Quem é o bonitão? Trump deixa jornalistas loucas; de raiva
Depois de derrubar a internet com penteado novo, presidente aciona gatilho da Síndrome de Distúrbio Trumpiano com tuíte sobre prefeito de Londres
É divertido assistir a equipe da BBC, majoritariamente feminina, surtar com Donald Trump.
Mestre supremo do controle da narrativa, o presidente americano deixou as jornalistas da célebre televisão pública, apelidada de BBZeera (uma brincadeira com Al Jazeera), espumando de raiva.
Fora toda a longa lista dos motivos de sempre, o gatilho que acionou o surto de Síndrome de Distúrbio Trumpiano (agora com uma variação nacional, o Distúrbio Bolsonariano) com um tuíte, em pleno voo, sobre o prefeito de Londres, Sadiq Khan, filho de paquistaneses que se tornou o primeiro muçulmano a ocupar o cargo.
O prefeito, entre outras autoridades, como os líderes do Partido Trabalhista e do Liberal Democratas, além do presidente da Câmara dos Comuns, estão boicotando o banquete de hoje à noite oferecido pela rainha
“@SadiqKhan, que por todos os critérios fez um trabalho terrível como prefeito de Londres, foi terrivelmente ‘maldoso” com o presidente dos Estados Unidos, de longe o aliado mais importante do Reino Unido.
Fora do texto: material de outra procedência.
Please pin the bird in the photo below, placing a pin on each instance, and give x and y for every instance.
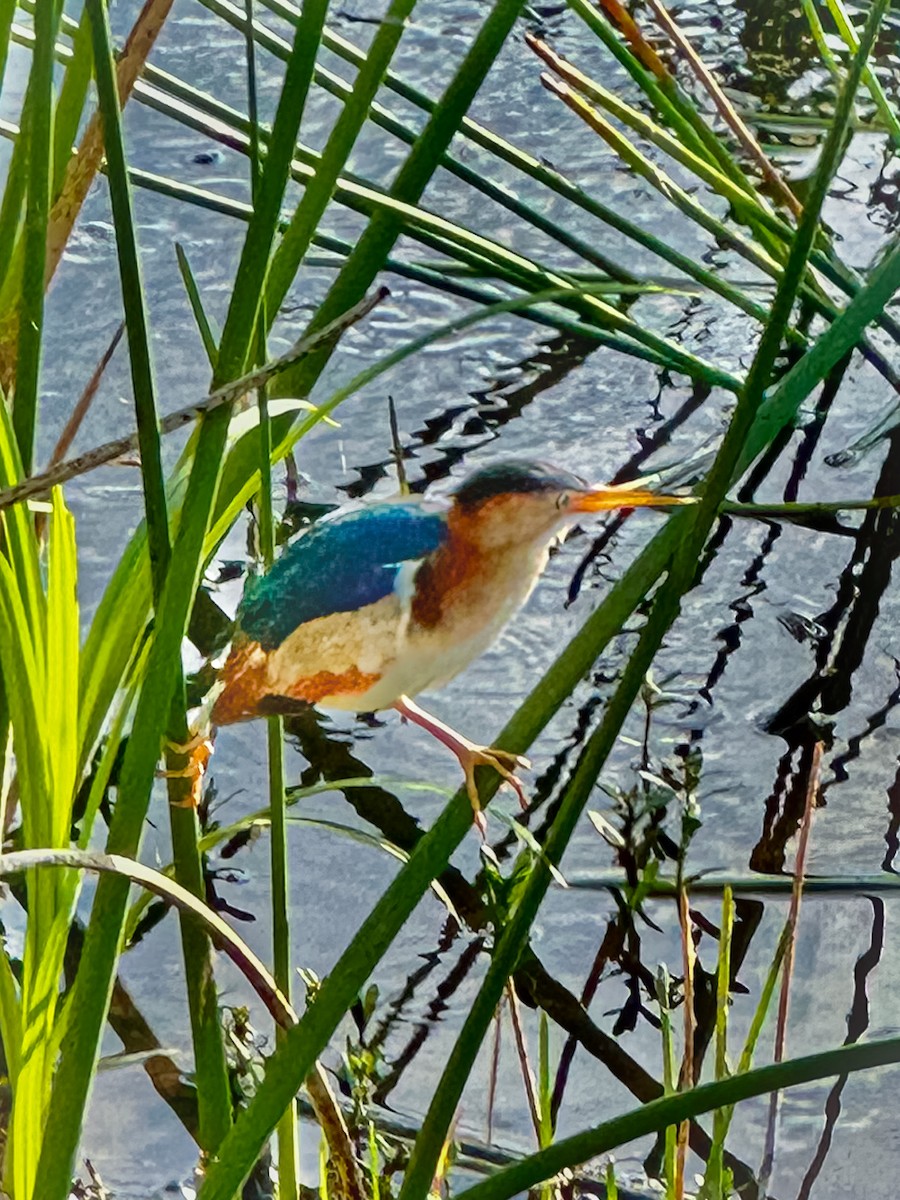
(373, 605)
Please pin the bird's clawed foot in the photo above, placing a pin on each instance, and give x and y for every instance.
(198, 751)
(504, 762)
(471, 756)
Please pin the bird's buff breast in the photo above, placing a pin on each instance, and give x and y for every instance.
(365, 660)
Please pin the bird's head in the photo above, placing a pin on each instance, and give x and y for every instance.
(517, 502)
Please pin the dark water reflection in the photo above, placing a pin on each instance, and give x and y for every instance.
(790, 640)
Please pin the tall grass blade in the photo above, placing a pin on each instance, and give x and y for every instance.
(37, 207)
(695, 526)
(95, 976)
(210, 1067)
(649, 1119)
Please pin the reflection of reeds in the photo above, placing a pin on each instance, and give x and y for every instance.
(69, 707)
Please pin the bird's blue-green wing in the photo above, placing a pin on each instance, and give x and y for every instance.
(339, 565)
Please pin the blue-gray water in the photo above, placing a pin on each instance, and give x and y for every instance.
(509, 388)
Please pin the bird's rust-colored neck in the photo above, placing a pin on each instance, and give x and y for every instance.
(472, 567)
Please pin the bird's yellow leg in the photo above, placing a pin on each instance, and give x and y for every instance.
(198, 751)
(469, 755)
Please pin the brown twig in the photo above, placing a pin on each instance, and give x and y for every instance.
(687, 1074)
(631, 31)
(493, 1071)
(793, 915)
(726, 109)
(528, 1079)
(226, 395)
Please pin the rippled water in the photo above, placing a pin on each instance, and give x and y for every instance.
(789, 619)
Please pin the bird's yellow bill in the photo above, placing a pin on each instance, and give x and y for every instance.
(624, 496)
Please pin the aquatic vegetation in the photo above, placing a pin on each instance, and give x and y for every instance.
(83, 719)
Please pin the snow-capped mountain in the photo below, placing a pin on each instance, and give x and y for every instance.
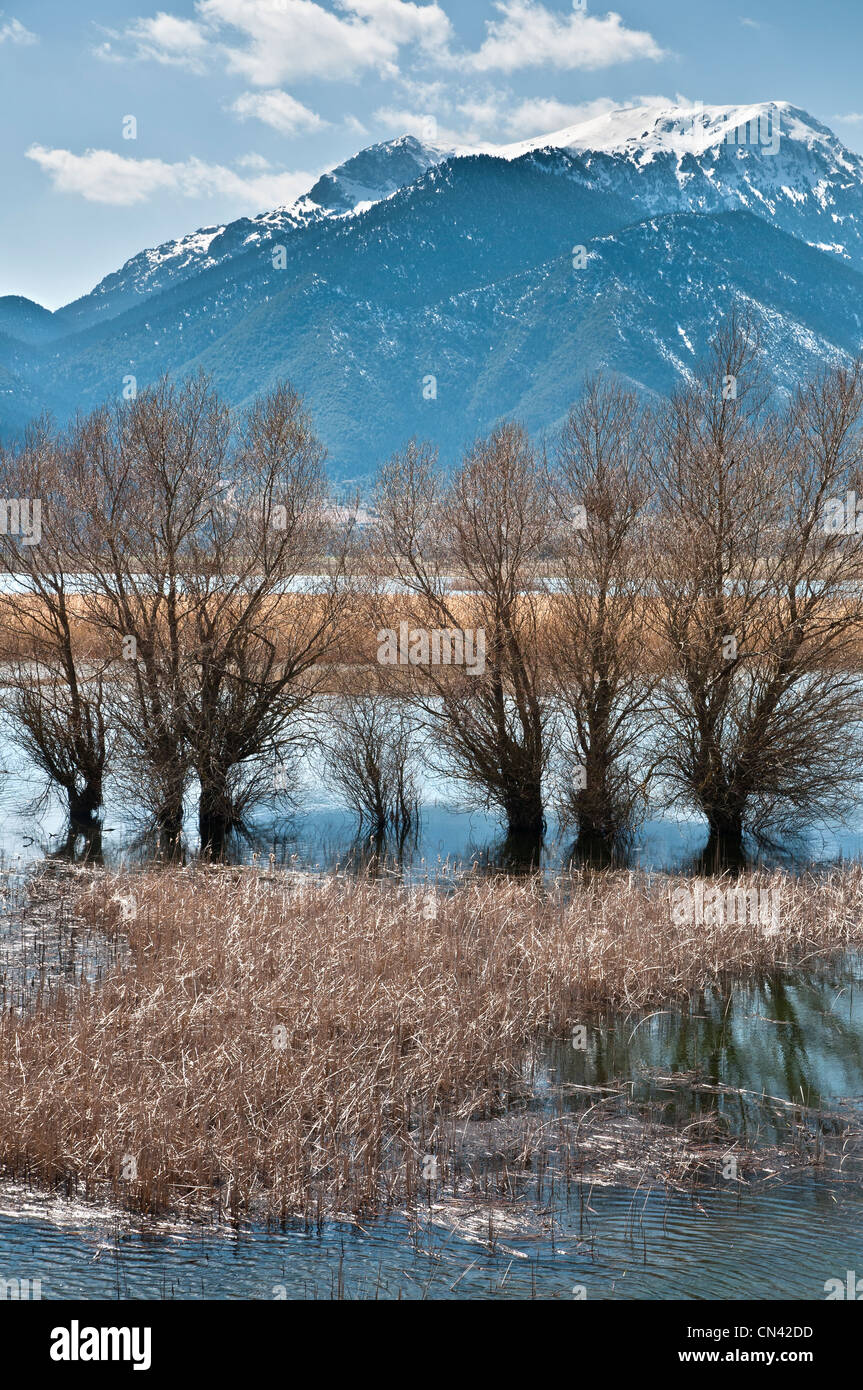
(352, 186)
(410, 262)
É um total perdedor que deveria se concentrar na criminalidade em Londres, não em mim.”
Por que não acertar dois coelhos com uma cajadada só? Certamente não é Trump quem desprezaria uma oportunidade dessas.
“Kahn me lembra muito o nosso próprio cretino, o prefeito de Nova York, de Blasio, que também fez um trabalho péssimo – mas com a metade do tamanho dele.”
Do alto de seu 1,62 metro de altura, o prefeito reagiu com superioridade fingida. Antes da visita de Trump, ele havia comparado as palavras do presidente americano à dos “fascistas do século XX”.
O que é pior: ser chamado de incompetente (e baixinho) ou de fascista?
Khan certamente conhece o histórico ensaio de George Orwell O que é o fascismo.
Com lucidez e ironia incomparáveis, Orwell lista todo mundo que é chamado de fascista pelos oponentes: conservadores, socialistas, comunistas, trotsquistas, católicos, opositores da guerra, defensores da guerra, nacionalistas (mas só os nacionalismos que o orador desaprove, como o árabe, o polonês, o finlandês, o indiano hinduísta, o indiano muçulmano, o sionista e o do IRA irlandês).
Só para lembrar, Orwell escreveu o ensaio em 1944, quando a Segunda Guerra estava perto do fim e as explosões anticolonialistas entravam em ebulição.
De novo, só para lembrar: os Estados Unidos salvaram o Reino Unido, que bravamente, numa histórica resistência coletiva, exauria suas capacidades de reagir à Alemanha nazista.
É aceitável que um político britânico, seja qual for sua origem, chame um presidente americano de fascista?
Ainda mais se este político tenha, no passado, dividido palanque com defensores de terroristas islâmicos?
Aos olhos das multidões que vão às ruas hoje, sem falar nas jornalistas da BBC que chegavam a perder o fôlego na ânsia de criticar Trump, Khan faturou mais uma simplesmente ao ser colocado na posição de vítima pelo presidente tuitador.
Mas, para uma parcela considerável de americanos, Trump sai ganhando por não levar desaforo para casa. Bateu, levou é um estilo que tem muitos admiradores.
De novo, é a estratégia de dominar a narrativa, seja deliberadamente ou sem querer, como aconteceu no fim de semana, quando Trump tirou o boné de golfe ao comparecer a um culto e mostrou um penteado muito mais aceitável do que a emaranhada franja em dois movimentos de ondas – talvez um recurso para esconder cicatrizes de implante de cabelos.
Habitualmente, são os cabelos femininos que despertam curiosidade. Agora, até nisso Trump mudou o rumo do discurso. Está todo mundo de olho nele ao longo do dia de hoje. Principalmente no banquete da rainha e na reação do príncipe Harry.
Depois de dizer que não sabia do desapreço que Meghan Markle, a mulher duquesa do príncipe, tinha por ele, chegando a chamá-la de “maldosa”, Trump desmentiu. É claro que o tabloide The Sun tinha o audio e pôs no ar.
É claro que agora todo mundo está falando de Sadiq Khan.
Em tempo: a Síndrome de Distúrbio Trumpiano abrange reações excessivas, descontroladas e irracionais ao estilo anárquico do presidente. Distinguem-se das críticas normais e necessárias justamente por acabar sendo parecidas, em seu exagero, ao próprio discurso de Trump.
O pano de fundo é sempre o mesmo: a inconformidade em aceitar que ele tenha sido eleito presidente.